Vai Ser Difícil Adormecer

Cruzo-me, no Facebook, com a fotografia de um pé, um pé sujo, a entrar dentro de um armário, talvez um guarda-vestidos.
Fico fascinado.
Olho o pé. A primeira coisa que me salta à vista é que está sujo, não muito, não me parece um pé porco, é tão somente um pé descalço que, possivelmente, caminhou pelo chão de uma casa sem tapetes. Depois percebo, pelo tamanho, pequeno, do pé, que é um pé de senhora. Talvez rapariga. Uma senhora ainda nova. Mas o melhor vem logo de seguida, o pé descalço prolonga-se por uma perna nua, clara, muito clarinha, uma perna que não tem visto o sol, uma perna nua, contorno-a, vejo as nuances, as sombras, imagino-a suave, macia, sedosa, que se perde depois atrás da porta do guarda-vestidos, na escuridão do guarda-vestidos, para além do meu olhar.
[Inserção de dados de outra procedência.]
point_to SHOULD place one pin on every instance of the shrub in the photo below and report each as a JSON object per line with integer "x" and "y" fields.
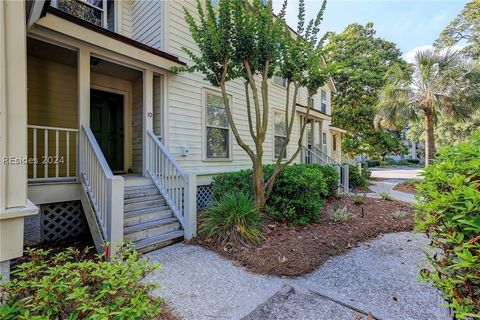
{"x": 449, "y": 213}
{"x": 385, "y": 195}
{"x": 340, "y": 214}
{"x": 66, "y": 286}
{"x": 233, "y": 219}
{"x": 373, "y": 163}
{"x": 358, "y": 198}
{"x": 298, "y": 194}
{"x": 356, "y": 178}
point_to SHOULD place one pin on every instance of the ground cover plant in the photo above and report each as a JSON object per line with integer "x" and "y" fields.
{"x": 449, "y": 213}
{"x": 74, "y": 284}
{"x": 293, "y": 250}
{"x": 299, "y": 192}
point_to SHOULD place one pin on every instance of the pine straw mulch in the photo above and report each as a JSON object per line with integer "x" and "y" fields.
{"x": 298, "y": 250}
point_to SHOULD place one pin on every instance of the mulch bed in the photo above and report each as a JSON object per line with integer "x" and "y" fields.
{"x": 297, "y": 250}
{"x": 403, "y": 187}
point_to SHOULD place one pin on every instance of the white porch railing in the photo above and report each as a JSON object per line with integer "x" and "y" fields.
{"x": 177, "y": 187}
{"x": 316, "y": 156}
{"x": 53, "y": 153}
{"x": 105, "y": 190}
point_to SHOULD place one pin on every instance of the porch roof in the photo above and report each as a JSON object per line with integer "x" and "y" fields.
{"x": 75, "y": 27}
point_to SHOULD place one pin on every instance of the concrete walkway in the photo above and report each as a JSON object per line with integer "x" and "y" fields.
{"x": 379, "y": 276}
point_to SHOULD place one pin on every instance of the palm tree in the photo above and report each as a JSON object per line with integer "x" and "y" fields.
{"x": 438, "y": 82}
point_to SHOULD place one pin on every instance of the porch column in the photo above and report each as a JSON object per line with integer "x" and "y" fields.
{"x": 147, "y": 114}
{"x": 14, "y": 205}
{"x": 83, "y": 76}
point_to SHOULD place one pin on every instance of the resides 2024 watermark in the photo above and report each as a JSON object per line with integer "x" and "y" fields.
{"x": 27, "y": 160}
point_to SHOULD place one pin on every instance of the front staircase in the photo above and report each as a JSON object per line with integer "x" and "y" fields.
{"x": 149, "y": 223}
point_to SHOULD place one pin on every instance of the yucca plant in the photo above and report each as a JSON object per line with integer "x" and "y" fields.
{"x": 233, "y": 219}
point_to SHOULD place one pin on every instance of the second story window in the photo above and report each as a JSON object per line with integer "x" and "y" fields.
{"x": 324, "y": 101}
{"x": 97, "y": 12}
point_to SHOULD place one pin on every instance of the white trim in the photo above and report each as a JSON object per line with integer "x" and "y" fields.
{"x": 205, "y": 91}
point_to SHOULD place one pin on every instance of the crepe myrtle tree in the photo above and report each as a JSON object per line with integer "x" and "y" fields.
{"x": 245, "y": 40}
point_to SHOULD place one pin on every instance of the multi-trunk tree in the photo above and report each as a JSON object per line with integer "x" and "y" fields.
{"x": 245, "y": 41}
{"x": 361, "y": 60}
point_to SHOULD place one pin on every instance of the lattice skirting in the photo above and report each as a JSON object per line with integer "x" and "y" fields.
{"x": 204, "y": 196}
{"x": 62, "y": 220}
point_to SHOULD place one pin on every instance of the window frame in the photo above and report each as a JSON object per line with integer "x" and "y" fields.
{"x": 277, "y": 135}
{"x": 205, "y": 126}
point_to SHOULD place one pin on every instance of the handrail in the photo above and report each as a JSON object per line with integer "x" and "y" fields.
{"x": 51, "y": 151}
{"x": 178, "y": 188}
{"x": 105, "y": 190}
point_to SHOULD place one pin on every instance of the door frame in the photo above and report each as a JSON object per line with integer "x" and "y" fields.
{"x": 127, "y": 150}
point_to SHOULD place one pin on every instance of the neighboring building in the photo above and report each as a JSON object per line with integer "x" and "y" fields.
{"x": 110, "y": 133}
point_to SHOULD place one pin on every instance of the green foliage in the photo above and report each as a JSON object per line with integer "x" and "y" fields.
{"x": 360, "y": 60}
{"x": 66, "y": 286}
{"x": 449, "y": 213}
{"x": 340, "y": 214}
{"x": 356, "y": 178}
{"x": 232, "y": 219}
{"x": 358, "y": 198}
{"x": 465, "y": 27}
{"x": 297, "y": 194}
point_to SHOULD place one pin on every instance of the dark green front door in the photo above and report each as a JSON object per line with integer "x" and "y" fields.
{"x": 106, "y": 121}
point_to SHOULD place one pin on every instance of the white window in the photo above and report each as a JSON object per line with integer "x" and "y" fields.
{"x": 324, "y": 101}
{"x": 279, "y": 81}
{"x": 218, "y": 130}
{"x": 280, "y": 132}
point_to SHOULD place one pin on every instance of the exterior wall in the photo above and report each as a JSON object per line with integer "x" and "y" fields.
{"x": 186, "y": 106}
{"x": 147, "y": 22}
{"x": 137, "y": 125}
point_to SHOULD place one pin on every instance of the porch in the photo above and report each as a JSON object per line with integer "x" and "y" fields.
{"x": 94, "y": 119}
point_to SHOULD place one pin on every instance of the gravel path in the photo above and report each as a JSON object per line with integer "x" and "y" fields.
{"x": 379, "y": 276}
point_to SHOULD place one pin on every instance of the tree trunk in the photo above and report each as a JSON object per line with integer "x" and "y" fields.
{"x": 259, "y": 185}
{"x": 429, "y": 138}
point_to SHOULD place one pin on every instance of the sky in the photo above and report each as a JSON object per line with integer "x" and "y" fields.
{"x": 411, "y": 24}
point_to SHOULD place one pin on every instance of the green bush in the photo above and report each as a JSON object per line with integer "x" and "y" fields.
{"x": 297, "y": 195}
{"x": 68, "y": 286}
{"x": 356, "y": 178}
{"x": 233, "y": 219}
{"x": 449, "y": 213}
{"x": 373, "y": 163}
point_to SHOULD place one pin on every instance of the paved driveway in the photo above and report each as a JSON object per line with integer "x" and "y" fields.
{"x": 396, "y": 173}
{"x": 379, "y": 276}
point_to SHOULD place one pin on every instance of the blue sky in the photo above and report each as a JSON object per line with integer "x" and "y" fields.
{"x": 410, "y": 24}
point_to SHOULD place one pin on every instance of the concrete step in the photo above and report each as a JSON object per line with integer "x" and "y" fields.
{"x": 140, "y": 191}
{"x": 160, "y": 241}
{"x": 134, "y": 217}
{"x": 150, "y": 229}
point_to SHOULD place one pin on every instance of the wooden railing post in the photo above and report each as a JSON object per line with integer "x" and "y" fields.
{"x": 190, "y": 206}
{"x": 115, "y": 212}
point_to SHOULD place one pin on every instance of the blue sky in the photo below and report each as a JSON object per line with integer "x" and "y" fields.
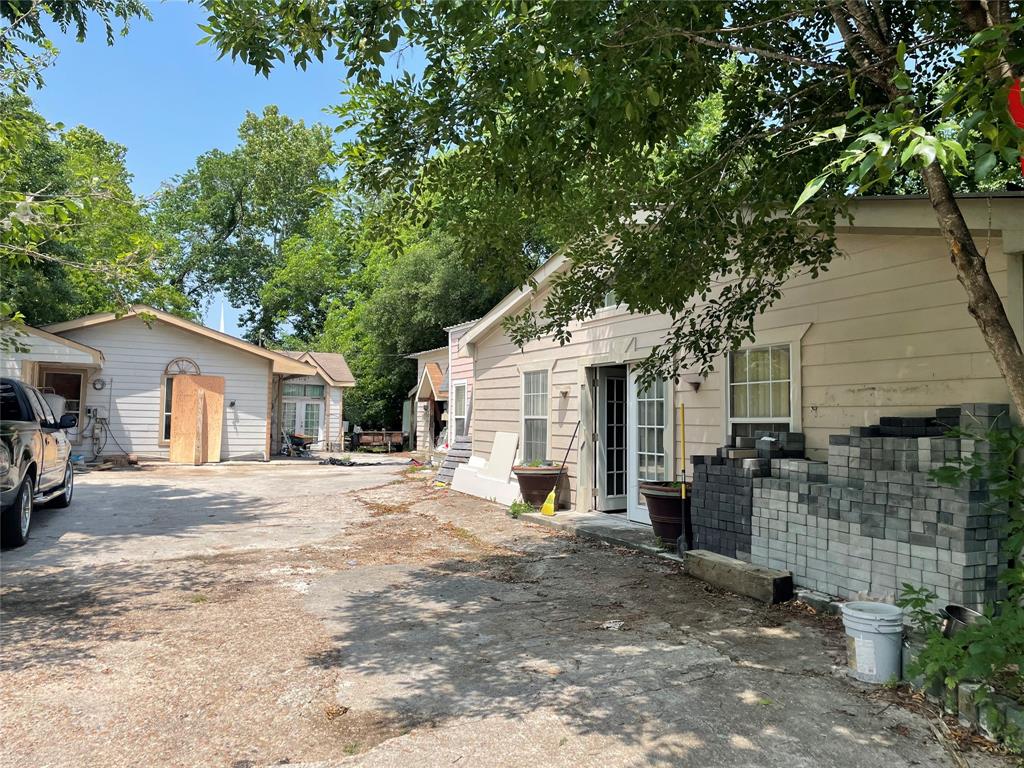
{"x": 168, "y": 99}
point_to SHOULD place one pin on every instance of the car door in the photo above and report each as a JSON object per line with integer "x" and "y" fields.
{"x": 51, "y": 471}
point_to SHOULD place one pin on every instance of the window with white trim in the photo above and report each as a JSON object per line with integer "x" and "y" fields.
{"x": 459, "y": 411}
{"x": 535, "y": 416}
{"x": 760, "y": 389}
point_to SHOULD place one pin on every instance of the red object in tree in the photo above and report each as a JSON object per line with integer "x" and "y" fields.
{"x": 1017, "y": 110}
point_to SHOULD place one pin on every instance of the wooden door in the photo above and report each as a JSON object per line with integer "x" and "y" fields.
{"x": 197, "y": 419}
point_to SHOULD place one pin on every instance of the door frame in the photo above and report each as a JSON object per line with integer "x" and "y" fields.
{"x": 602, "y": 501}
{"x": 636, "y": 510}
{"x": 300, "y": 413}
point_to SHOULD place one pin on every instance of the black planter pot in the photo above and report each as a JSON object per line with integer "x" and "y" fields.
{"x": 669, "y": 512}
{"x": 537, "y": 482}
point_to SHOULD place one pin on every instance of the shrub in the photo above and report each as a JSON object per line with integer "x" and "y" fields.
{"x": 991, "y": 652}
{"x": 520, "y": 508}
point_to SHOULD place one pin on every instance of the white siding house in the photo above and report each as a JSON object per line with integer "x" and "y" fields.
{"x": 885, "y": 332}
{"x": 124, "y": 403}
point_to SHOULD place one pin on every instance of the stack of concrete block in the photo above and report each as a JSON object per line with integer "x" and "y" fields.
{"x": 783, "y": 532}
{"x": 880, "y": 520}
{"x": 721, "y": 503}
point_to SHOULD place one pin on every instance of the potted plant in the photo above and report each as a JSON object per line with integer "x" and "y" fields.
{"x": 669, "y": 510}
{"x": 537, "y": 478}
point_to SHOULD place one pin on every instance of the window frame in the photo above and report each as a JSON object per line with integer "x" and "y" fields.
{"x": 456, "y": 386}
{"x": 546, "y": 417}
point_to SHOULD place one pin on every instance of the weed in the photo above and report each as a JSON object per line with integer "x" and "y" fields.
{"x": 520, "y": 508}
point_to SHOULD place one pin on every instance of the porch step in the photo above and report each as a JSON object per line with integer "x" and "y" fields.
{"x": 767, "y": 585}
{"x": 458, "y": 454}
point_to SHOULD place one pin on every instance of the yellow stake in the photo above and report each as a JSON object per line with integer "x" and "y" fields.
{"x": 682, "y": 443}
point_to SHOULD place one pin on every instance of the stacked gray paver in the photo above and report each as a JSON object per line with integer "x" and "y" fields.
{"x": 721, "y": 509}
{"x": 721, "y": 505}
{"x": 871, "y": 518}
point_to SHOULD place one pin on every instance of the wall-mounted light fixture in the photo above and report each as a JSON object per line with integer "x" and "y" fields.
{"x": 694, "y": 380}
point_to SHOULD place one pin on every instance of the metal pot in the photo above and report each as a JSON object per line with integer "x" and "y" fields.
{"x": 957, "y": 617}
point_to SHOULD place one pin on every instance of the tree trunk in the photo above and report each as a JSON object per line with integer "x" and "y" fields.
{"x": 983, "y": 300}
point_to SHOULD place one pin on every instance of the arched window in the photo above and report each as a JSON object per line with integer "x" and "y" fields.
{"x": 177, "y": 367}
{"x": 182, "y": 366}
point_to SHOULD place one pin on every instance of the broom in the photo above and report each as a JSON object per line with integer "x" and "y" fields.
{"x": 548, "y": 508}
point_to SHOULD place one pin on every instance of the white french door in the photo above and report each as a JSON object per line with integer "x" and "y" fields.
{"x": 303, "y": 417}
{"x": 611, "y": 439}
{"x": 649, "y": 443}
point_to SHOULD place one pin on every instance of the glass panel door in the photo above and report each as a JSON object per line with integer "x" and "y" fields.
{"x": 311, "y": 420}
{"x": 651, "y": 435}
{"x": 611, "y": 455}
{"x": 288, "y": 425}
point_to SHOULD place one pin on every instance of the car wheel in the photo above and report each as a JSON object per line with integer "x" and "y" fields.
{"x": 69, "y": 488}
{"x": 17, "y": 519}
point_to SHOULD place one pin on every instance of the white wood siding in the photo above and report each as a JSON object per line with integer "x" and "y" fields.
{"x": 20, "y": 365}
{"x": 135, "y": 357}
{"x": 889, "y": 334}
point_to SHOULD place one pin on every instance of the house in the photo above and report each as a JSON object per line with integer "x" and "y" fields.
{"x": 441, "y": 398}
{"x": 428, "y": 398}
{"x": 119, "y": 375}
{"x": 885, "y": 332}
{"x": 313, "y": 406}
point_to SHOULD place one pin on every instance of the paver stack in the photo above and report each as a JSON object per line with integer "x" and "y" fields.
{"x": 868, "y": 519}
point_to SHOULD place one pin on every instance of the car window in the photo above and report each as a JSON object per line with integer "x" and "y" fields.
{"x": 38, "y": 407}
{"x": 47, "y": 411}
{"x": 10, "y": 404}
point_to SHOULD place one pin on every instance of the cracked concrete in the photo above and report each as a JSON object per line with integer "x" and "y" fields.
{"x": 372, "y": 623}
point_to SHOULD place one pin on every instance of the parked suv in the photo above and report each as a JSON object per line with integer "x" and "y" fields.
{"x": 35, "y": 459}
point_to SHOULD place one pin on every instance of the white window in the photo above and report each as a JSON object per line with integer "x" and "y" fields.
{"x": 760, "y": 389}
{"x": 651, "y": 425}
{"x": 302, "y": 390}
{"x": 535, "y": 416}
{"x": 459, "y": 411}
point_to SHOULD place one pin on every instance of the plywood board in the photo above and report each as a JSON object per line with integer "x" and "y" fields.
{"x": 499, "y": 466}
{"x": 197, "y": 419}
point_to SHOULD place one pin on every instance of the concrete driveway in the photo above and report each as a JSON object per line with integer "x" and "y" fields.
{"x": 254, "y": 615}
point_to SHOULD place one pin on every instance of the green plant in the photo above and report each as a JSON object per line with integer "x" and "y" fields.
{"x": 988, "y": 652}
{"x": 916, "y": 602}
{"x": 519, "y": 508}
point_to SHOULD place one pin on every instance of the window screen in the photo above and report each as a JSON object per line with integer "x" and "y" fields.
{"x": 535, "y": 416}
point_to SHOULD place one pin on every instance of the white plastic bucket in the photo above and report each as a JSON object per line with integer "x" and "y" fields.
{"x": 873, "y": 640}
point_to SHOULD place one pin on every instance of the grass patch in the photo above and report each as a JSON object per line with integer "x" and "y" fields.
{"x": 520, "y": 508}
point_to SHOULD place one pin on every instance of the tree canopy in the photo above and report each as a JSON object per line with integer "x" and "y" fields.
{"x": 581, "y": 120}
{"x": 232, "y": 212}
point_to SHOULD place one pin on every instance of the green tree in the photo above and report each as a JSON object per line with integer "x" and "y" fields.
{"x": 315, "y": 269}
{"x": 580, "y": 117}
{"x": 233, "y": 212}
{"x": 88, "y": 245}
{"x": 398, "y": 304}
{"x": 34, "y": 217}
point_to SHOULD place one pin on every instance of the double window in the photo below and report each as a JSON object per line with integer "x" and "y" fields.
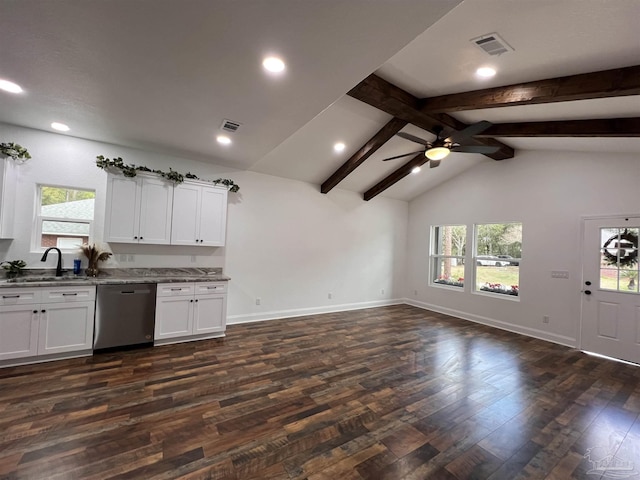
{"x": 64, "y": 217}
{"x": 494, "y": 263}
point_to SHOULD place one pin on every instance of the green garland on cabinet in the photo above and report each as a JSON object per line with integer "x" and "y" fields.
{"x": 176, "y": 177}
{"x": 15, "y": 151}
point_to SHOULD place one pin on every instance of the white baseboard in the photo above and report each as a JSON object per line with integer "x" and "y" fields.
{"x": 528, "y": 331}
{"x": 299, "y": 312}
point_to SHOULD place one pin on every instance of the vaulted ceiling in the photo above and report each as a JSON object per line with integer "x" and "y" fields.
{"x": 163, "y": 74}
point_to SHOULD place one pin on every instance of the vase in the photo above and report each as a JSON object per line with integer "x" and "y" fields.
{"x": 92, "y": 271}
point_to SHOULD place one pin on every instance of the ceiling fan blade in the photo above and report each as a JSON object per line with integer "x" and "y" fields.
{"x": 403, "y": 155}
{"x": 475, "y": 149}
{"x": 408, "y": 136}
{"x": 470, "y": 131}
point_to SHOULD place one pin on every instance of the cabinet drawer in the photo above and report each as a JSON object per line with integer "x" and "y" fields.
{"x": 15, "y": 296}
{"x": 69, "y": 294}
{"x": 204, "y": 288}
{"x": 171, "y": 289}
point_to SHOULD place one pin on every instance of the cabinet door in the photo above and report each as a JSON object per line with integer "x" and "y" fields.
{"x": 186, "y": 215}
{"x": 213, "y": 216}
{"x": 18, "y": 331}
{"x": 122, "y": 216}
{"x": 210, "y": 314}
{"x": 174, "y": 317}
{"x": 155, "y": 211}
{"x": 66, "y": 327}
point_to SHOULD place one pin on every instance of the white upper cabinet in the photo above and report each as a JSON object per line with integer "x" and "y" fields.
{"x": 7, "y": 196}
{"x": 199, "y": 215}
{"x": 138, "y": 210}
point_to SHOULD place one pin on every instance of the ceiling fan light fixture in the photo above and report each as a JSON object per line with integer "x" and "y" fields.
{"x": 437, "y": 153}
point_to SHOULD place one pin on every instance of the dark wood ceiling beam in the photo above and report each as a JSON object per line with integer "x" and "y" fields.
{"x": 391, "y": 99}
{"x": 608, "y": 83}
{"x": 603, "y": 127}
{"x": 374, "y": 143}
{"x": 396, "y": 176}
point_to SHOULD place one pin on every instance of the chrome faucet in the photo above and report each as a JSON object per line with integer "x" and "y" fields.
{"x": 59, "y": 265}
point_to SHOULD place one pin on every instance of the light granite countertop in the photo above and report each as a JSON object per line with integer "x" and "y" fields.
{"x": 114, "y": 276}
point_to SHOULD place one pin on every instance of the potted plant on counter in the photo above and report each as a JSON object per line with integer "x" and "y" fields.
{"x": 94, "y": 255}
{"x": 13, "y": 267}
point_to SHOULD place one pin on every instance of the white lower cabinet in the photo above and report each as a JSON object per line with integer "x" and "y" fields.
{"x": 190, "y": 311}
{"x": 46, "y": 322}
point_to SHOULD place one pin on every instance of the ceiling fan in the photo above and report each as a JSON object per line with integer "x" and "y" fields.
{"x": 438, "y": 149}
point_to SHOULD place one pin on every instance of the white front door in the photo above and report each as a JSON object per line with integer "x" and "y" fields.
{"x": 611, "y": 298}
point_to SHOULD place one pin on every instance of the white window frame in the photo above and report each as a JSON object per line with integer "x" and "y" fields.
{"x": 435, "y": 258}
{"x": 475, "y": 265}
{"x": 39, "y": 219}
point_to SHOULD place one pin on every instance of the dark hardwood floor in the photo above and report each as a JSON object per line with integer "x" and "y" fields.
{"x": 383, "y": 393}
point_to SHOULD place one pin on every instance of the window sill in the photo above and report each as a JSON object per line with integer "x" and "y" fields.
{"x": 505, "y": 296}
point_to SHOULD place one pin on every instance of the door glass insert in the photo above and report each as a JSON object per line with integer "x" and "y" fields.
{"x": 619, "y": 259}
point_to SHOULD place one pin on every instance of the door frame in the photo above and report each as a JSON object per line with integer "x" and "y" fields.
{"x": 583, "y": 219}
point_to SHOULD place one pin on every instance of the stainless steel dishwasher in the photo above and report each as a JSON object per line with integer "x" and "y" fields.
{"x": 125, "y": 315}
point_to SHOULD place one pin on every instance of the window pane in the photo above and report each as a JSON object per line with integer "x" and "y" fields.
{"x": 619, "y": 259}
{"x": 450, "y": 240}
{"x": 65, "y": 216}
{"x": 448, "y": 271}
{"x": 66, "y": 203}
{"x": 74, "y": 233}
{"x": 497, "y": 258}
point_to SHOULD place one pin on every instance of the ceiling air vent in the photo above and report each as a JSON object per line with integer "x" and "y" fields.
{"x": 492, "y": 44}
{"x": 230, "y": 126}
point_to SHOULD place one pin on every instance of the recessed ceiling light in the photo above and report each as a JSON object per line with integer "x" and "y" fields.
{"x": 486, "y": 72}
{"x": 273, "y": 64}
{"x": 60, "y": 126}
{"x": 10, "y": 87}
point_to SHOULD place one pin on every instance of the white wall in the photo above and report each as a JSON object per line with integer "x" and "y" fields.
{"x": 291, "y": 246}
{"x": 286, "y": 243}
{"x": 548, "y": 192}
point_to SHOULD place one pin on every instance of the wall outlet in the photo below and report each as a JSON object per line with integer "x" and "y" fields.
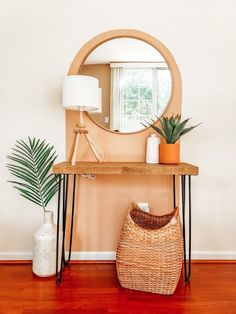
{"x": 144, "y": 207}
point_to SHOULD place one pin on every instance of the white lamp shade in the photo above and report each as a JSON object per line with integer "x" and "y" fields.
{"x": 81, "y": 92}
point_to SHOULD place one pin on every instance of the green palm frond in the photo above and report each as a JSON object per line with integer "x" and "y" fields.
{"x": 172, "y": 129}
{"x": 32, "y": 162}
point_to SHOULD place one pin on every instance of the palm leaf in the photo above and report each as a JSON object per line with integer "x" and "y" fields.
{"x": 32, "y": 162}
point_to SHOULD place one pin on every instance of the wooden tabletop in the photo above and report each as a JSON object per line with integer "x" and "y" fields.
{"x": 133, "y": 168}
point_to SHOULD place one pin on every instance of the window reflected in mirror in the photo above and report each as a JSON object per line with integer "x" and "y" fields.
{"x": 135, "y": 84}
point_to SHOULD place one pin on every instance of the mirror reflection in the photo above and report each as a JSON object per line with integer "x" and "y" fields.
{"x": 135, "y": 83}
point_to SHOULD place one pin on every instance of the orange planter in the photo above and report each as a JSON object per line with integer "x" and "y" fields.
{"x": 169, "y": 154}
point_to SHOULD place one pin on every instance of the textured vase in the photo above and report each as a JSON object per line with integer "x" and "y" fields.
{"x": 169, "y": 154}
{"x": 44, "y": 250}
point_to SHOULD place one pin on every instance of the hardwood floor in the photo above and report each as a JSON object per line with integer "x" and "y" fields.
{"x": 94, "y": 288}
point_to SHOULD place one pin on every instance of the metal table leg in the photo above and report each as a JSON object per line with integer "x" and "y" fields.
{"x": 187, "y": 274}
{"x": 64, "y": 216}
{"x": 72, "y": 217}
{"x": 58, "y": 228}
{"x": 174, "y": 192}
{"x": 64, "y": 210}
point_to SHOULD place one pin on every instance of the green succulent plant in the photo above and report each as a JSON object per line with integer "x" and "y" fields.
{"x": 32, "y": 162}
{"x": 172, "y": 129}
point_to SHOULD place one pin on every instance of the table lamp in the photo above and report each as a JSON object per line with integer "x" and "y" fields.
{"x": 82, "y": 93}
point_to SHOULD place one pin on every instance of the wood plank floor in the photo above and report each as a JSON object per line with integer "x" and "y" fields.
{"x": 94, "y": 288}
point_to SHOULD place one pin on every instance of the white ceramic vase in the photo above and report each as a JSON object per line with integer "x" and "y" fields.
{"x": 44, "y": 250}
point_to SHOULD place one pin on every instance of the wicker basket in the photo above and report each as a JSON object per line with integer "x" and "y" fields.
{"x": 150, "y": 252}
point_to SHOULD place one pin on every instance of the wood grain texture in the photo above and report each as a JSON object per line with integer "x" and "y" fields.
{"x": 95, "y": 289}
{"x": 131, "y": 168}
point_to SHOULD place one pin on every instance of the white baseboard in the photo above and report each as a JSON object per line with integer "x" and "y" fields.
{"x": 111, "y": 255}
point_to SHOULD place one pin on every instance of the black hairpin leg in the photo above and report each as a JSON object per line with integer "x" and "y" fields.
{"x": 187, "y": 274}
{"x": 58, "y": 228}
{"x": 72, "y": 217}
{"x": 64, "y": 210}
{"x": 174, "y": 192}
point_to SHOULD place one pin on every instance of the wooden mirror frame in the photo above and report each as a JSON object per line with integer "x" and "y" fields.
{"x": 91, "y": 45}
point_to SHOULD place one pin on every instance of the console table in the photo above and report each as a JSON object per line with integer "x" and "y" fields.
{"x": 65, "y": 171}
E para onde segue essa perna? Não sei, mas quero imaginar. Essa perna nua faz parte de um corpo de mulher, talvez rapariga, uma senhora ainda nova, vá lá, que está dentro do guarda-vestidos, nua, a pele um pouco arrepiada da excitação, à espera da abertura do portal que a vai levar a outro lado, talvez aos braços de um amante, de uma amante, talvez para um mundo de luxúria onde efebos leem poemas malditos e as mulheres se deleitam em mel e vinho e se deixam ir em estórias de fantasia sem fim.
Arranho o ecrã a tentar abrir a porta do guarda-vestidos. Quero ver o corpo daquele pé, quero ver o corpo nu que aquele pé me sugere antes que o corpo passe todo através do portal e o que restará será só uma memória de um pé, um pouco sujo, um pé que caminhou descalço por uma casa sem tapetes, um pé pequeno, um pé de senhora, talvez rapariga, uma jovem senhora, um pé que me prometeu sonhos loucos à noite, quando fechar os olhos e me lançar nos braços de Morfeu.
Toco com um dedo inadvertidamente numa tecla e o feed do Facebook salta várias páginas. Assusto-me. Tento voltar atrás. Procuro a fotografia. Procuro o sítio onde estava. Procuro o pé. Faço skroll. Vou às páginas onde o possa ter visto. Ando para baixo, para baixo, sempre para baixo à procura, mas não o volto a encontrar.
Fico preso a uma imagem fixa, um pé a fugir de mim para dentro de um armário escuro, um pé que fica ali parado, um pé que se transforma numa perna desnudada, fecho os olhos mas já não consigo ver para onde é que o pé e a perna se prolongam para além do início da coxa que ainda recordo de ver.
Perco o pé e a estória. Perco o meu sonho lindo e o embalo da noite.
Logo vai ser mais difícil adormecer.